La pandémie a mis en évidence un certain nombre de lacunes dans la couverture des risques émergents, de la part de certains assureurs. Comment mieux prendre en compte ces risques à l’avenir ?
V. L. : Le système assurantiel n’est pas homogène, notamment sur la question climatique. Certains acteurs projettent l’augmentation des sinistres du fait des dérèglements climatiques, quand d’autres ont des positions beaucoup plus nuancées. Pourtant ils ont accès à toutes les données pour comprendre ce facteur de vulnérabilité.
Il me semble que les assureurs devraient clarifier leur rôle. Peut-être en faisant évoluer leur manière d’envisager l’équation de la couverture d’assurance. Pourquoi ne pas davantage mettre en avant la capacité de résilience, l’agilité de chaque assuré. Cela pourrait être mis en avant dans la prime d’assurance.
Quel est le devenir du principe de mutualisation du risque sur lequel repose le système assurantiel ?

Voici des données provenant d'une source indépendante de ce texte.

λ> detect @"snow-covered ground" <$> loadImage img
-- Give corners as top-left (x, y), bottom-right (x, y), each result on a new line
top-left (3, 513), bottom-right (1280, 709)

V. L. : Ce que je constate, c’est l’exclusion de certains secteurs de la couverture assurantielle de base, du fait des dérèglements climatiques. Par exemple, depuis Irma et la série d’ouragans aux Antilles, il est devenu difficile d’assurer un complexe hôtelier. Mais le système français fait encore partie des exceptions puisque c’est l’État qui abonde à la Caisse centrale de réassurance, qui est l’assureur des assurances. In fine, c’est l’État qui est amené à couvrir l’augmentation des aléas climatiques et des sinistres en France. Donc selon moi, le devenir du principe de mutualisation du risque est avant tout un choix politique de société. C’est un choix politique très fort de solidarité à l’échelle du pays.